Quando li na grande imprensa o imbróglio gerado pelo docente, chamou-me a atenção também um segundo tópico de seu discurso, o que ele disse antes e que o teria motivado à sua mais-que-infeliz declaração. Uma aluna esclareceu o início de tudo: “Um colega perguntou o motivo de os idosos não conseguirem se adaptar às novas tecnologias. O professor respondeu que, quando você é chefe ou dono de uma empresa e precisa demitir, não há escolha e deve mandar embora. Nisso, ele usou essa infeliz frase para dizer que o funcionário não tinha o que fazer e sim apenas aceitar, utilizando essa analogia”.
Pois bem, o chefe ou dono da empresa não tem escolha, precisa demitir os idosos que não se adaptam às novas tecnologias no trabalho. Então, não há margem, não há possibilidade, a forma civilizacional que escolhemos ou que, pelo menos, aceitamos, está dada como uma natural condenação.
Dizer que a adaptação é o único que se pode fazer, é colocar por terra toda uma tradição educacional moderna que pôs a autonomia como meta e requisito na constituição do sujeito.
Sua principal versão é a da utopia burguesa, liberal, aquela que prometeu a liberdade ao indivíduo em um mundo com igualdade de oportunidades, regras claras e ênfase no progresso. Tudo isso malogrou porque a promessa já era irrealizável em sua origem, e a máscara sequer precisa ser sustentada hoje, já que o cinismo acompanha o gozo pela indiferença.
Se um velho já não se adapta às novas demandas tecnológicas, particulariza-se o fracasso, afinal é ele o culpado pela própria inadequação; se há que o demitir, que pena, mas talvez isso seja bom para ele, tirando-o da zona de conforto e devolva-lhe a motivação, dizem os expertos em administração e gerência.
Que em uma aula esse quadro seja pintado como dado e imutável, é desolador. Há algo de muito errado quando a Universidade equipara mercado à sociedade, colocando-o como denominador último da existência. Não há dúvidas de que o primeiro é parte da segunda, e que sob o modelo civilizador a que chamamos capitalismo – ainda mais nessa fase de hoje – aquele alcança dimensões estratosféricas.

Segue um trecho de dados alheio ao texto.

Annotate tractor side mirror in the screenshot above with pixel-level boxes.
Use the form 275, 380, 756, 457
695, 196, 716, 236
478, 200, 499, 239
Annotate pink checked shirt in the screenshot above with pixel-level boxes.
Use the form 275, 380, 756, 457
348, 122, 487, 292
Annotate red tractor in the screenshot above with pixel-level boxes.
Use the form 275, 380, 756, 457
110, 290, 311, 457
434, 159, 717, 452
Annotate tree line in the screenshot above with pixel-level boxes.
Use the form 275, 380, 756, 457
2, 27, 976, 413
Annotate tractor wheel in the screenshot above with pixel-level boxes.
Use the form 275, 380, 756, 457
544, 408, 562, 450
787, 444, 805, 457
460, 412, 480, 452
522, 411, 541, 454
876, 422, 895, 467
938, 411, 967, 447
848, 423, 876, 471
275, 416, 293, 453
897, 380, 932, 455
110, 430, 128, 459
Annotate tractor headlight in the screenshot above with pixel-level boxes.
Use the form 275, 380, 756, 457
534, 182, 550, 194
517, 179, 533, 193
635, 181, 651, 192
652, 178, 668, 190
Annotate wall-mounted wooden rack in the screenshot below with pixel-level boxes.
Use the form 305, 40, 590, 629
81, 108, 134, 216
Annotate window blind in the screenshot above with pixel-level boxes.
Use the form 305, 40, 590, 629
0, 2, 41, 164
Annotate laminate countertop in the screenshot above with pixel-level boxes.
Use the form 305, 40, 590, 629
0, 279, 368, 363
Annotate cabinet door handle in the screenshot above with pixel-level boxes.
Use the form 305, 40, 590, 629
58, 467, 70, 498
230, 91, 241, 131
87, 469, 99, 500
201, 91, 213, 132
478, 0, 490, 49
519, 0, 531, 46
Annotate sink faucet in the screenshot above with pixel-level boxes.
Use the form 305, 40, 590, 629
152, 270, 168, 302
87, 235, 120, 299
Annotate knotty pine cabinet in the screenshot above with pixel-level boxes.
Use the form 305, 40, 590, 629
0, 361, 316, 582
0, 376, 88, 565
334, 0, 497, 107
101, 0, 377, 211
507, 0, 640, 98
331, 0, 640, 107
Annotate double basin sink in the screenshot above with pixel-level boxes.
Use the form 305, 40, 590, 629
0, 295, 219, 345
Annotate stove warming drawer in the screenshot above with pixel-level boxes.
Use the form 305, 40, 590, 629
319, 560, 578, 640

O problema, no entanto, repito, é a equiparação de uma coisa à outra e, por consequência, instrumentalizar a formação em nível superior para fomentar essa ordem. Um estudante pode pensar que, sendo um dos mais espertos de sua turma, será ele o patrão ou dono da empresa, ou que será o funcionário que, adaptado às novas tecnologias, suplantará o velho lento que se sente estrangeiro nos novos territórios em que a ergonomia, a flexibilidade e os fluxos de gestão são os parâmetros da língua e da cultura em geral. Isso talvez não aconteça assim, mas isso o universitário ainda não quer saber.
A naturalização da violência é destruidora da condição humana em seu sentido enfático, a fantasia patriarcal de que o estupro pode ser algo bom para a vítima, bastando que ela saiba aproveitar o momento – que, no fundo, seria seu desejo – é sua manifesta eloquente.
Tudo isso se associa à força autodestrutiva do capitalismo, um sistema que se mantém em pé porque a poucos convém, mas que segue firme e forte pela servidão de muitos. Seria bom que nós, no interior da Universidade, pensássemos um pouco melhor sobre essas coisas, principalmente quando estivermos muito convencidos de que estamos pensando e agindo de forma crítica. Afinal, nem sempre é o que acontece.
Sob o signo da morte, março de 2021.